Thursday 23 August 2012

Update part 2

I said last time out that apart from the depressing downward trend, one noticeable useful piece of information had emerged. Specifically, one episode has outperformed all the others, and I think I know why.

Let's start with another graph:

This is the number of times each of the first four episodes has been downloaded in each week since the first week of June (week 13 here shouldn't really be here - it's the week we're currently in, and thus only represents about three days' worth of downloads at time of writing). The thing that's of particular interest is that episode 1.4 tops the chart for seven out of the twelve weeks under consideration, and is tied for first in another.
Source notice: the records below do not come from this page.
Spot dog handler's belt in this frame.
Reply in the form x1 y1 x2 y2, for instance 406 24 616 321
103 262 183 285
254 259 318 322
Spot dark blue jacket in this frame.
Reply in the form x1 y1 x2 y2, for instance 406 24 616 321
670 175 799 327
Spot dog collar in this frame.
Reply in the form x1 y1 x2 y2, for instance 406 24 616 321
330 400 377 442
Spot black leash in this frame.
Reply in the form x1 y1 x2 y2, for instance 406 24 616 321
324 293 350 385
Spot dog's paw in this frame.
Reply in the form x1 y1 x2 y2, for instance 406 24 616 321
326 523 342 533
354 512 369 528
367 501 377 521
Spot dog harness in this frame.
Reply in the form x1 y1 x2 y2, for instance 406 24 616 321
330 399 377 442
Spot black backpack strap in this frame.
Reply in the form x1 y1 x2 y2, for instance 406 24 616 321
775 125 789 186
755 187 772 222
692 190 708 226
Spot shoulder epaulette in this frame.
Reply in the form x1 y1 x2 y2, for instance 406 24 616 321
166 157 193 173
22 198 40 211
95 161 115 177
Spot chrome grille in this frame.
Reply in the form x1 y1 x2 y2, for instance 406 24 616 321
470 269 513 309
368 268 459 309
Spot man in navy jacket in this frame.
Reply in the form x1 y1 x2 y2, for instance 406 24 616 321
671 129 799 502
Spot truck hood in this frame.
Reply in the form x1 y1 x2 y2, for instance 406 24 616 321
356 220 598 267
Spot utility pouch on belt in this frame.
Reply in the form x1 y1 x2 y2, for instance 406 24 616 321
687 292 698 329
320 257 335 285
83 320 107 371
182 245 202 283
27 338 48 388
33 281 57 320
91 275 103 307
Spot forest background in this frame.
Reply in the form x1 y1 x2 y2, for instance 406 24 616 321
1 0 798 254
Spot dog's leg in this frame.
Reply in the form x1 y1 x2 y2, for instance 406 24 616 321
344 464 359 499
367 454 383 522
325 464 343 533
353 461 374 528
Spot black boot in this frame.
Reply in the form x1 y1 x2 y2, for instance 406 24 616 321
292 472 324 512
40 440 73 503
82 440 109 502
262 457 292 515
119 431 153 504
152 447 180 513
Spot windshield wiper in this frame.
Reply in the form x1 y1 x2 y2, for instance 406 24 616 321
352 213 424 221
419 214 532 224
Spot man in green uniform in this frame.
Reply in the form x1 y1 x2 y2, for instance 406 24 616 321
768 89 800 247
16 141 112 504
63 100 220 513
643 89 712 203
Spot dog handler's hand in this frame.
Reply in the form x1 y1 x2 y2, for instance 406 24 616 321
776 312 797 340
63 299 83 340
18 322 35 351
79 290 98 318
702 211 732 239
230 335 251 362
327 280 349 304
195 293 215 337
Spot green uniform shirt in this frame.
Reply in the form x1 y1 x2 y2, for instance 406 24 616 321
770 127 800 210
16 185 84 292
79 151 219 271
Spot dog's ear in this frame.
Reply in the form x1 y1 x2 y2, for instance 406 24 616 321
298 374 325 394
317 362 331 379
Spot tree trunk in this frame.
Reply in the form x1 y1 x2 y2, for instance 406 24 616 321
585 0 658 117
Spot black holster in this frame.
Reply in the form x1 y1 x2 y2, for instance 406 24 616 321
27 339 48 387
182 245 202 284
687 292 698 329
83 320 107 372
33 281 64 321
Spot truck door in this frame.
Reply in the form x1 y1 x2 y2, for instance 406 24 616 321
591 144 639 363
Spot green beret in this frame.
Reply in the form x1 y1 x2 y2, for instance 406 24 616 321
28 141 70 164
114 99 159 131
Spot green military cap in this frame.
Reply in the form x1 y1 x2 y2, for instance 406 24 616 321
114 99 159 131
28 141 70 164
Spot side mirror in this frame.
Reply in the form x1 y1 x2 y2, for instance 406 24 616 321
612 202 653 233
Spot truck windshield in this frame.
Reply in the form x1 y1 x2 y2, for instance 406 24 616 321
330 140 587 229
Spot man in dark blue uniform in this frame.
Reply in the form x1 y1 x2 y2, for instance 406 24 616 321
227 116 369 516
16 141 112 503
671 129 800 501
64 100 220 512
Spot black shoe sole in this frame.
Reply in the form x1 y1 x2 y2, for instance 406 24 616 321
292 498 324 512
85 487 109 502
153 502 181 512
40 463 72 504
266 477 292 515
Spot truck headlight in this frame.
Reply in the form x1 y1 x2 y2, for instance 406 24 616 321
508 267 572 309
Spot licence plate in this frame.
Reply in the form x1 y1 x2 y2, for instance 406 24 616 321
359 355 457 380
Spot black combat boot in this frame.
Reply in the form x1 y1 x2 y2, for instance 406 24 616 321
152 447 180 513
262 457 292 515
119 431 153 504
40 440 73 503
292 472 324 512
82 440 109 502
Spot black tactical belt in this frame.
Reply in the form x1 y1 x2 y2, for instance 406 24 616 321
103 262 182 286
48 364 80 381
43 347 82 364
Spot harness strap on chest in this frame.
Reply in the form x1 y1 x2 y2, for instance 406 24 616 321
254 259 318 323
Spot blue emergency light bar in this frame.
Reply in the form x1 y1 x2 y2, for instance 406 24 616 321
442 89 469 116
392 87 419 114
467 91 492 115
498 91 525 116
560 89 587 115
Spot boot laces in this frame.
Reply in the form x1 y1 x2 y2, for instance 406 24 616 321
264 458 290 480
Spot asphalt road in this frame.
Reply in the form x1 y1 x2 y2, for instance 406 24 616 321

The next-best performer, episode 1.1, is best in three weeks (it's not clear from the graph, but it tops the numbers, jointly with 1.2, for week 1).

Now, I don't know how series are normally expected to perform in publishing (and there may not be a current model for series of short stories like the Second Realm). 1.4 is the final episode of the first story arc of the Second Realm, and it may be that final episodes are known to outperform mid-series installments. But that doesn't seem likely to me, particularly given that the first episode of the sequence is the second-best performer. It seems to me that the first episode should be the best performer, because given the choice, a consumer is likely to start with the first episode.

But there's one significant fact about episode 1.4 of The Second Realm which distinguishes it from all the others. It's been reviewed. Now, the review is actually intended to cover the complete first collection (and has been posted to Amazon as such - as you can see from the link above), but it's posted to Smashwords on episode 1.4, so it appears as a review for episode 1.4 to the casual shopper.

Now, the review isn't massively enthusiastic - by the writer's own admission, he's not a member of what I see as my core target audience - but it does give a seal of approval of sorts. It says to a reader 'someone read this and considered it acceptable'. I think that fact alone explains the success of episode 1.4.

The only other review posted on a Second Realm episode is the 2-star, single-paragraph review someone posted on episode 1.2, which seems to be a product of not having read episode 1.1 first (though in fairness to the reviewer, the review was posted before the episodes were clearly numbered). That doesn't appear to have had a negative effect on 1.2 (it still outperforms 1.3, for example).

By this reasoning, and based on a tiny sample - the only sample to which I have access - there's everything gained and nothing lost by asking for reviews. For this reason, when the next Second Realm episode comes out (on Saturday - mark it in your diaries! ;D), there will be a note at the end asking people to consider leaving a review at Smashwords if they've enjoyed the story. We'll see what results.

It is, of course, entirely possible that this will provoke a bunch of people to write reviews saying how irritating it is when an author begs for reviews, but that's probably just me being paranoid.

Does my experience match up to yours? Do reviews make a clear difference?